NADPH oxidases (NOXs) are a family of membrane proteins responsible for intracellular reactive oxygen species (ROS) generation by facilitating electron transfer across biological membranes. Despite the established activation of NOXs by protein kinase C (PKC), the precise mechanism through which PKC triggers NOX activation during breast cancer invasion remains unclear. The present study aimed to investigate the role of NOX1 and NOX5 in the invasion of MCF‑7 human breast cancer cells. The expression and activity of NOXs and matrix metalloprotease (MMP)‑9 were assessed by reverse transcription‑quantitative PCR and western blotting, and the activity of MMP‑9 was monitored using zymography. Cellular invasion was assessed using the Matrigel invasion assay, whereas ROS levels were quantified using a FACSCalibur flow cytometer. The findings suggested that NOX1 and NOX5 serve crucial roles in 12‑O‑tetradecanoylphorbol‑13‑acetate (TPA)‑induced MMP‑9 expression and invasion of MCF‑7 cells. Furthermore, a connection was established between PKC and the NOX1 and 5/ROS signaling pathways in mediating TPA‑induced MMP‑9 expression and cellular invasion. Notably, NOX inhibitors (diphenyleneiodonium chloride and apocynin) significantly attenuated TPA‑induced MMP‑9 expression and invasion in MCF‑7 cells.
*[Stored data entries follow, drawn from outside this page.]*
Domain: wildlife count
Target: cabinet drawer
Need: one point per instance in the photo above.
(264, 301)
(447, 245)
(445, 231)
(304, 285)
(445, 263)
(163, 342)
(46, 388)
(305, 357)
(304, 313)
NOX1‑ and NOX5‑specific small interfering RNAs attenuated TPA‑induced MMP‑9 expression and cellular invasion. In addition, knockdown of NOX1 and NOX5 suppressed TPA‑induced ROS levels. Furthermore, a PKC inhibitor (GF109203X) suppressed TPA‑induced intracellular ROS levels, MMP‑9 expression and NOX activity in MCF‑7 cells. Therefore, NOX1 and NOX5 may serve crucial roles in TPA‑induced MMP‑9 expression and invasion of MCF‑7 breast cancer cells. Furthermore, the present study indicated that TPA‑induced MMP‑9 expression and cellular invasion were mediated through PKC, thus linking the NOX1 and 5/ROS signaling pathways. These findings offer novel insights into the potential mechanisms underlying their anti‑invasive effects in breast cancer.